This is a mixed quantitative and qualitative study method, which first examined the literature on the models of elderly participation in PHC using a comprehensive review and systematic search of studies and articles related to elderly participation.

Sampling and recruitment methods

We searched English and Farsi sources in the relevant databases, including PubMed, Web of Science, Science Direct, Scopus, SID, Iran doc, and Magiran, using keywords (partnership, elderly, ageing, primary health care). Then, we conducted interviews and focus group discussions (FGDs). We investigated service providers' views regarding obstacles and solutions at this stage using individual interviews, FGDs, and semi-structured guide. We used qualitative and phenomenological research methods in the second and third stages. The primary goal of the phenomenological method is to understand the main structure of human experienced phenomena and to achieve the conceptual depth of lived experiences.

Data collection

In total, we interviewed seven people from the target group. The tool used to collect data was an interview guide. We conducted a semi-structured face-to-face interview. The interviews were conducted by one of the research group members until saturation. The duration of each interview was 60 min on average.

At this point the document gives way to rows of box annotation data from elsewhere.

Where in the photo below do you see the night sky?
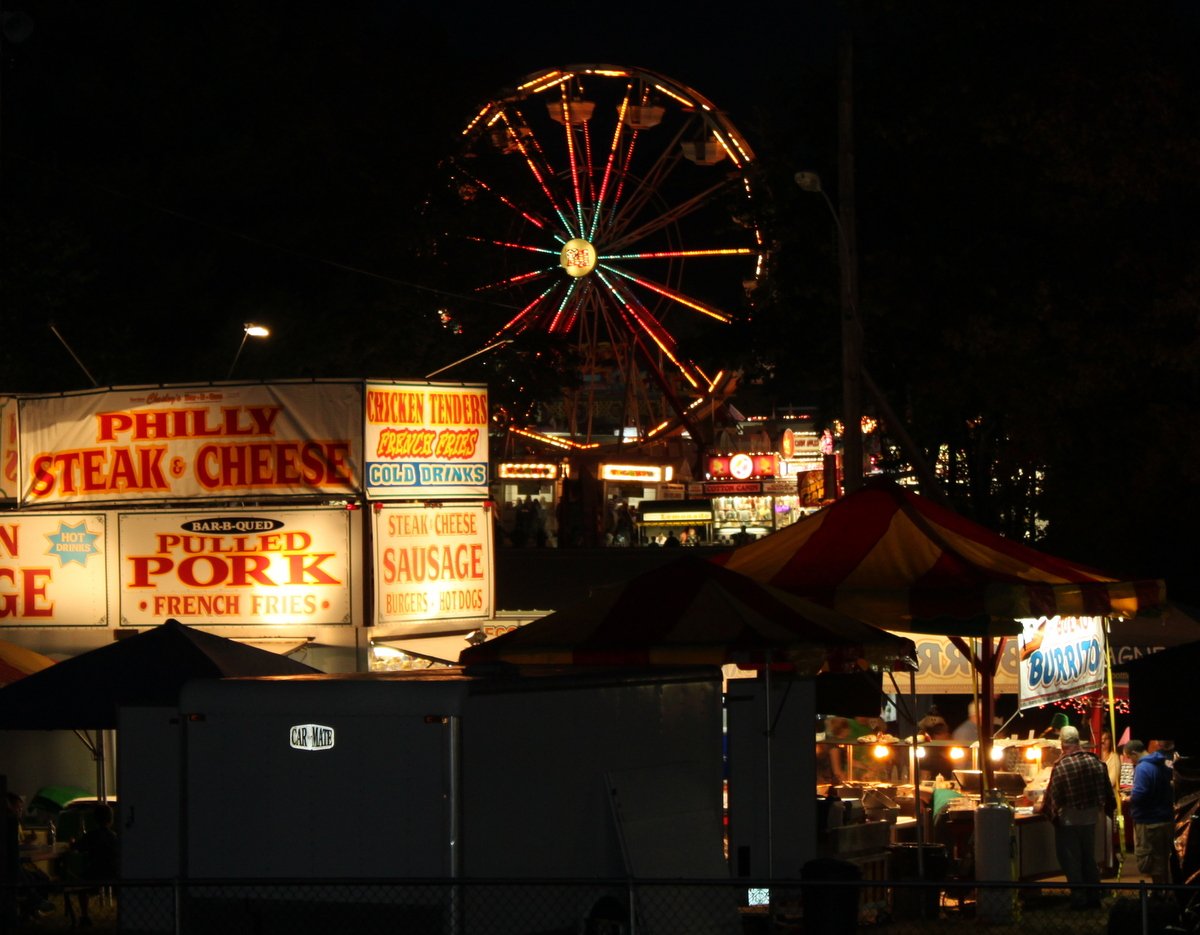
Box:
[0,0,1200,600]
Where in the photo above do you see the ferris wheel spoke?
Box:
[588,84,637,240]
[455,162,566,236]
[558,83,587,236]
[475,265,559,292]
[492,282,558,340]
[605,179,736,251]
[602,263,733,324]
[502,110,572,230]
[463,234,559,257]
[605,121,692,240]
[596,247,758,262]
[596,270,707,390]
[546,280,580,335]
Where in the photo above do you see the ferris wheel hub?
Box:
[559,238,596,278]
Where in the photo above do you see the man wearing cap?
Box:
[1040,724,1117,909]
[1129,741,1175,883]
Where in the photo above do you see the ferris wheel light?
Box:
[451,65,764,446]
[560,238,596,278]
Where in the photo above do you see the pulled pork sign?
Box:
[19,383,361,507]
[119,509,350,627]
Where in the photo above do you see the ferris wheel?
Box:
[438,65,766,440]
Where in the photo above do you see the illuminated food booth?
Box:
[691,451,815,545]
[637,499,715,545]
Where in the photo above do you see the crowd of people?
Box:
[0,792,120,930]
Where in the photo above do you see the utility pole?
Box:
[838,24,863,493]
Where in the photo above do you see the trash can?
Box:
[888,844,950,919]
[800,857,863,935]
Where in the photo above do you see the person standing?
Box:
[950,699,979,747]
[1039,725,1117,909]
[1129,741,1175,883]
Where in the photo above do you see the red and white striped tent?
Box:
[724,480,1165,637]
[0,640,54,685]
[458,557,916,676]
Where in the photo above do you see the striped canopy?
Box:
[724,480,1165,637]
[0,640,54,685]
[458,557,916,675]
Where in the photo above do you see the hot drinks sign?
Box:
[0,513,108,627]
[364,383,488,501]
[19,383,361,505]
[119,509,350,627]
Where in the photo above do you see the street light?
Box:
[796,172,863,493]
[226,322,271,379]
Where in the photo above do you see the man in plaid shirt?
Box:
[1042,725,1117,909]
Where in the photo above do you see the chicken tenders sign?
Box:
[20,383,361,505]
[364,383,488,501]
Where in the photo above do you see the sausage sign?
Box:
[374,503,493,624]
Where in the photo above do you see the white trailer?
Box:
[119,669,739,935]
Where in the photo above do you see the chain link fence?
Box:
[0,874,1200,935]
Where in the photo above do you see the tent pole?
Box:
[1097,617,1124,853]
[763,661,775,880]
[92,727,108,802]
[978,634,996,790]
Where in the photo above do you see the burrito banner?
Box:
[19,383,361,507]
[0,513,108,627]
[1018,617,1104,711]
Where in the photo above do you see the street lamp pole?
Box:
[796,165,863,493]
[796,30,863,493]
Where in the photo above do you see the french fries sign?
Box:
[119,510,350,627]
[364,383,488,499]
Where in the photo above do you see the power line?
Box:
[7,152,518,311]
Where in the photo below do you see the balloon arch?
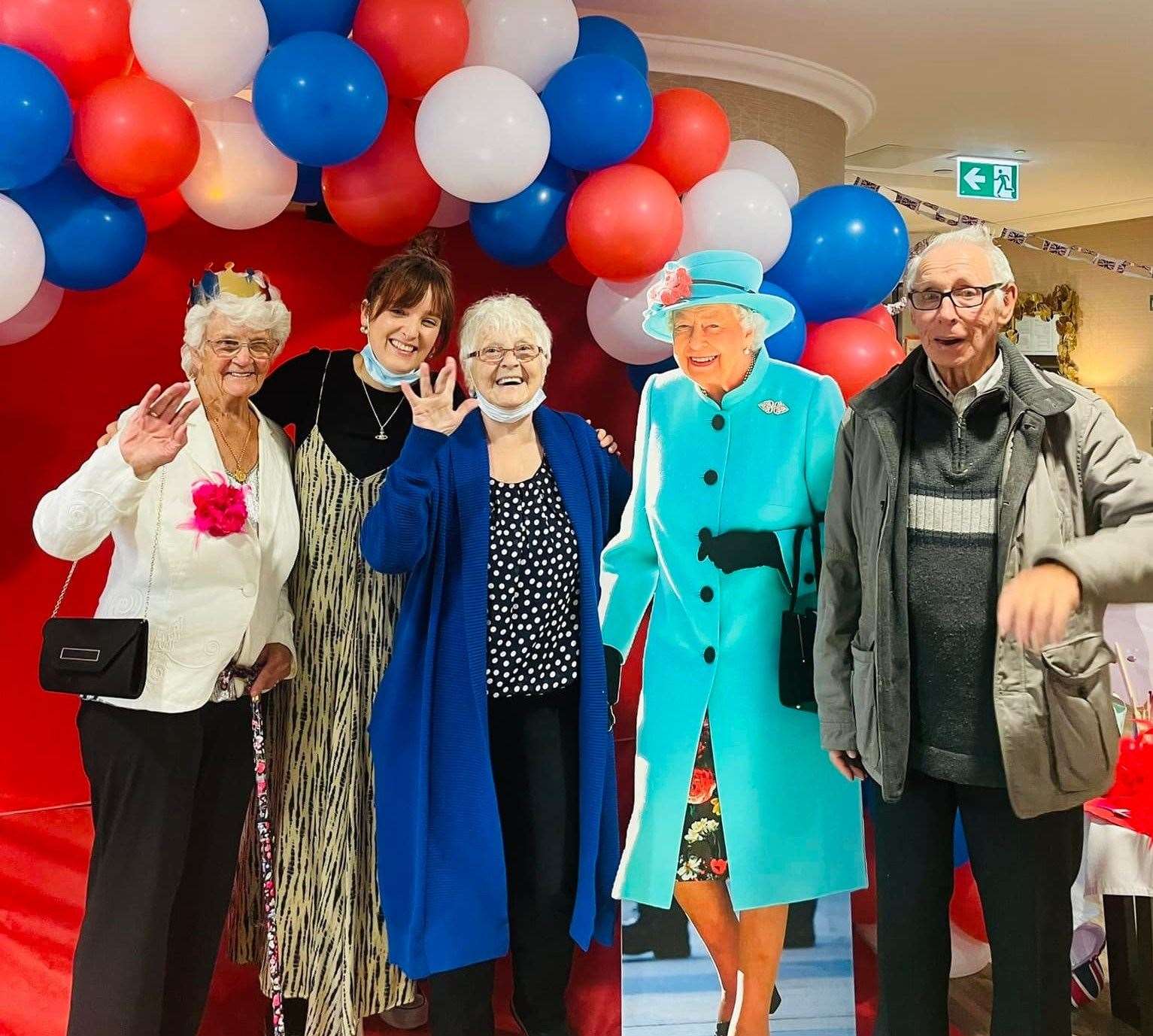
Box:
[0,0,909,394]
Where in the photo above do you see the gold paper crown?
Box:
[188,263,281,309]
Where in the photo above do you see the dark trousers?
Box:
[429,688,580,1036]
[872,772,1084,1036]
[68,698,253,1036]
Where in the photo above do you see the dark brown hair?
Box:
[364,231,457,357]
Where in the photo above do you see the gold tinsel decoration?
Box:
[1006,284,1080,384]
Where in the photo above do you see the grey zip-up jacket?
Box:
[815,338,1153,818]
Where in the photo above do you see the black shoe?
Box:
[620,902,688,960]
[716,986,781,1036]
[785,900,816,949]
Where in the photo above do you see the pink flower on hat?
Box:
[648,263,693,305]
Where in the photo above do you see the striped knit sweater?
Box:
[909,366,1009,787]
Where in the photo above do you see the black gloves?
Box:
[604,644,625,731]
[696,528,789,582]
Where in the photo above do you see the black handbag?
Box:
[41,467,164,698]
[777,521,821,712]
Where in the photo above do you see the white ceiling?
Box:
[581,0,1153,231]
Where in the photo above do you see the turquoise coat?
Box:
[601,351,866,910]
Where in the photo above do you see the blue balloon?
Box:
[541,54,653,171]
[760,277,806,363]
[573,14,648,78]
[11,160,147,290]
[952,811,969,869]
[628,357,677,393]
[253,32,389,165]
[769,184,909,323]
[468,158,577,266]
[0,45,73,190]
[260,0,360,46]
[292,162,322,205]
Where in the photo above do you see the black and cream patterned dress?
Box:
[233,353,416,1036]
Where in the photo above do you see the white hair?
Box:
[900,223,1016,302]
[668,302,769,345]
[457,296,552,391]
[180,292,292,378]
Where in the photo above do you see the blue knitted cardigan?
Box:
[361,407,630,978]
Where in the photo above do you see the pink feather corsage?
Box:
[180,474,248,541]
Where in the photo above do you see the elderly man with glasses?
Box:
[816,221,1153,1036]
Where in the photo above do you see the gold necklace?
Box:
[205,409,253,485]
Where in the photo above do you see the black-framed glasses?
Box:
[909,281,1006,311]
[468,342,541,367]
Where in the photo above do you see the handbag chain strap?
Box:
[50,465,167,618]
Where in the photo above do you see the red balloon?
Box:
[320,105,441,245]
[628,87,729,194]
[800,316,905,400]
[353,0,468,97]
[549,245,596,287]
[854,302,897,338]
[565,162,685,281]
[0,0,132,97]
[949,863,989,943]
[73,76,201,197]
[136,190,188,234]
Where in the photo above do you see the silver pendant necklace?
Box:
[357,377,405,442]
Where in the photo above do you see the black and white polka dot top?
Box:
[487,458,580,698]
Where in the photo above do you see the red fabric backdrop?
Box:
[0,212,638,1036]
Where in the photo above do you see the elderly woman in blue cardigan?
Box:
[601,251,865,1036]
[361,296,628,1036]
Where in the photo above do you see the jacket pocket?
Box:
[1041,633,1116,791]
[848,644,881,773]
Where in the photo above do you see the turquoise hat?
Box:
[641,249,796,342]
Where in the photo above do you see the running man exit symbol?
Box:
[957,158,1021,202]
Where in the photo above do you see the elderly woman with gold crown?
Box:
[32,264,300,1036]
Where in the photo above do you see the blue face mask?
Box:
[361,342,421,389]
[473,389,545,424]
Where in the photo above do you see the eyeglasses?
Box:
[208,338,272,360]
[468,342,541,367]
[909,281,1006,311]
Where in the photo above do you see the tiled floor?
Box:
[623,895,855,1036]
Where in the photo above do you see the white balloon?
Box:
[429,190,472,227]
[465,0,580,93]
[0,194,44,321]
[949,922,993,978]
[584,277,672,363]
[128,0,269,100]
[416,65,551,202]
[677,169,792,270]
[0,281,65,345]
[181,97,296,231]
[721,140,800,205]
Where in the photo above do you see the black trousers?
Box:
[429,688,580,1036]
[872,772,1084,1036]
[68,698,253,1036]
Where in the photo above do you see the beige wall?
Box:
[1004,218,1153,450]
[649,71,845,197]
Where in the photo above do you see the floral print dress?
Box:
[677,713,729,882]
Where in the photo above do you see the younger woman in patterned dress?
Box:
[234,235,463,1036]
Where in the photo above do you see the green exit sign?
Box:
[957,158,1021,202]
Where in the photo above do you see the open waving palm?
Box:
[120,382,201,478]
[400,357,478,435]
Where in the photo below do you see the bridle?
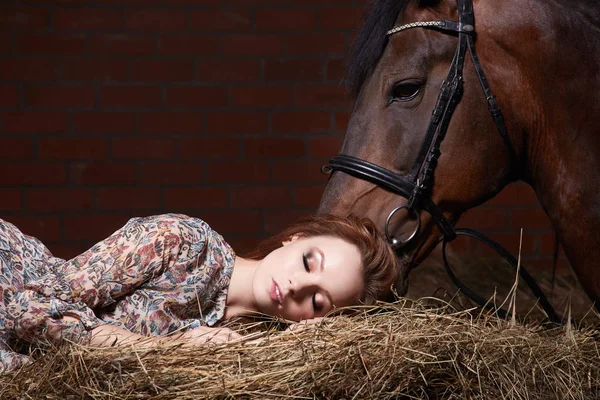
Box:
[322,0,560,322]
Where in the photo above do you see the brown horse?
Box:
[319,0,600,305]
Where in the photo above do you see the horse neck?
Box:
[505,0,600,300]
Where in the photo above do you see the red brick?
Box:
[0,136,36,161]
[196,60,260,82]
[0,59,58,82]
[265,60,323,82]
[100,86,162,107]
[140,162,206,185]
[39,137,108,160]
[96,187,161,210]
[125,9,187,32]
[0,111,67,133]
[458,208,508,230]
[510,208,552,229]
[73,112,136,134]
[167,86,229,108]
[131,60,194,82]
[0,189,23,211]
[221,34,283,57]
[158,34,221,57]
[256,8,317,31]
[486,183,538,206]
[16,33,87,57]
[0,162,67,186]
[206,112,267,133]
[231,186,292,209]
[112,137,175,160]
[294,85,352,108]
[69,162,137,185]
[26,188,94,211]
[140,112,204,134]
[179,138,241,160]
[54,7,121,30]
[0,85,19,108]
[273,111,331,133]
[272,161,327,183]
[231,86,292,107]
[207,161,269,184]
[308,135,344,159]
[264,211,311,234]
[0,32,13,54]
[0,6,50,31]
[165,187,228,210]
[325,58,346,82]
[64,214,130,242]
[244,137,306,158]
[333,112,350,132]
[3,215,60,244]
[446,236,479,253]
[62,60,129,82]
[202,210,262,234]
[91,33,155,57]
[319,7,364,31]
[189,8,252,32]
[25,86,95,108]
[294,184,325,210]
[287,33,347,56]
[225,232,267,257]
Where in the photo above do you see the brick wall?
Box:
[0,0,564,272]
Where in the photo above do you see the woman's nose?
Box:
[288,276,315,298]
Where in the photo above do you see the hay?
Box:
[0,300,600,399]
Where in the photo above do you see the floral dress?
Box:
[0,214,235,372]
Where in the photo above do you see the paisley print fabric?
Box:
[0,214,235,372]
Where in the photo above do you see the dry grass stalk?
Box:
[0,300,600,399]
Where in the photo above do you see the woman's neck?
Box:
[224,257,260,319]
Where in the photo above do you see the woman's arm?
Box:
[7,215,205,343]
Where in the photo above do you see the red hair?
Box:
[245,214,398,305]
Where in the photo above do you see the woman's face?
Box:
[252,236,364,321]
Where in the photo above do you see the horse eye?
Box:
[390,82,421,103]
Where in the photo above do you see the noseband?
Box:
[322,0,559,321]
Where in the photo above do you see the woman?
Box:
[0,214,396,371]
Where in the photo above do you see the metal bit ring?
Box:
[385,206,421,249]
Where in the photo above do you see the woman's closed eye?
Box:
[302,253,323,313]
[302,253,310,272]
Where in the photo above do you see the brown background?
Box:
[0,0,566,290]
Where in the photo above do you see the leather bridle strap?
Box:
[442,228,560,323]
[321,154,456,240]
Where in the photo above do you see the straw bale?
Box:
[0,300,600,399]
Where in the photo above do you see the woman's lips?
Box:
[269,279,283,305]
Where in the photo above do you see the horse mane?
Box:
[344,0,600,97]
[344,0,410,97]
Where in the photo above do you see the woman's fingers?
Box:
[183,326,242,345]
[286,317,323,331]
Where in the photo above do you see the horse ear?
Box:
[419,0,458,16]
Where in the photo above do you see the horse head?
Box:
[319,0,600,294]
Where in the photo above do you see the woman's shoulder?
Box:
[124,213,219,242]
[127,213,210,229]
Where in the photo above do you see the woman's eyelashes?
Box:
[302,252,322,314]
[302,253,310,272]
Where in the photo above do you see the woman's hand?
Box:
[286,317,323,332]
[177,326,242,346]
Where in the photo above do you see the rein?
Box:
[321,0,560,322]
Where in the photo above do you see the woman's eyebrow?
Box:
[315,248,335,307]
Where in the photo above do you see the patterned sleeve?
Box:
[5,214,207,342]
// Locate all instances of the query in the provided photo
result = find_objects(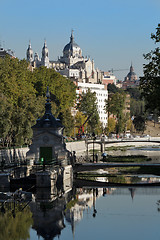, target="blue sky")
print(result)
[0,0,160,80]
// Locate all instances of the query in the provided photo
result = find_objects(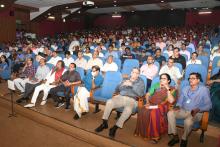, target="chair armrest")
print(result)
[200,112,209,131]
[71,84,82,96]
[137,96,145,109]
[90,86,101,104]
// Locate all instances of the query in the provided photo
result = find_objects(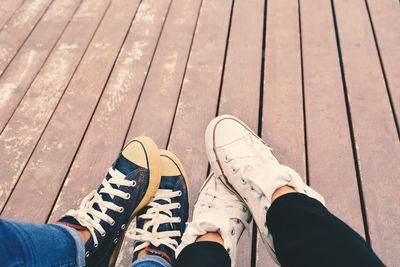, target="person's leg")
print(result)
[0,219,85,266]
[266,189,384,267]
[129,255,171,267]
[205,115,382,266]
[175,173,251,267]
[174,241,231,267]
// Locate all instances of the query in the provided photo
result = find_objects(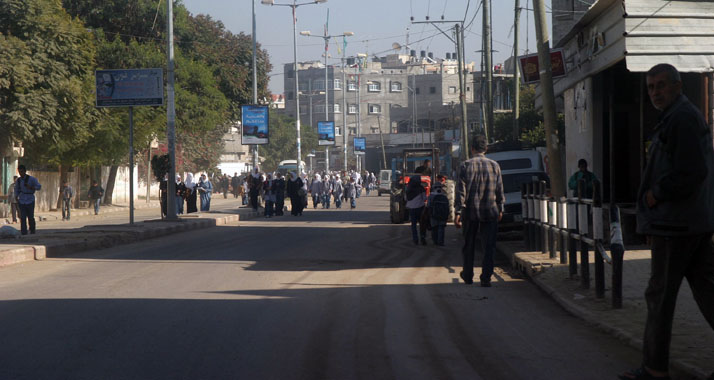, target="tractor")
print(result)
[389,148,454,224]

The interview guide was in 5 main topics, including the implementation strategies of elderly care, implementation infrastructure, approaches and strategies to attract participation, goals, and participation areas, and indicators and consequences.

The FGDs enabled us to collect rich information through the interaction between the participants. The semi-structured form of questions in the FGDs resulted in extensive, rich information.

We conducted three FGDs (8–10 people) with elderly people and seven interviews with service providers. The duration of the FGD was 90 min and 60 min for interviews. We recorded the FGDs and interview via written consent and transcribed it verbatim. At the end of each session, the data was analyzed manually using the content analysis method. We used purposive sampling method to conduct interviews and FGDs. If some people who were eligible to contribute to participate in the study were not able to participate in the FGDs, they were arranged to conduct an interview, and their experiences were also reviewed in this way. There are no differences between participants in interviews and FGDs in accordance with the inclusion criteria.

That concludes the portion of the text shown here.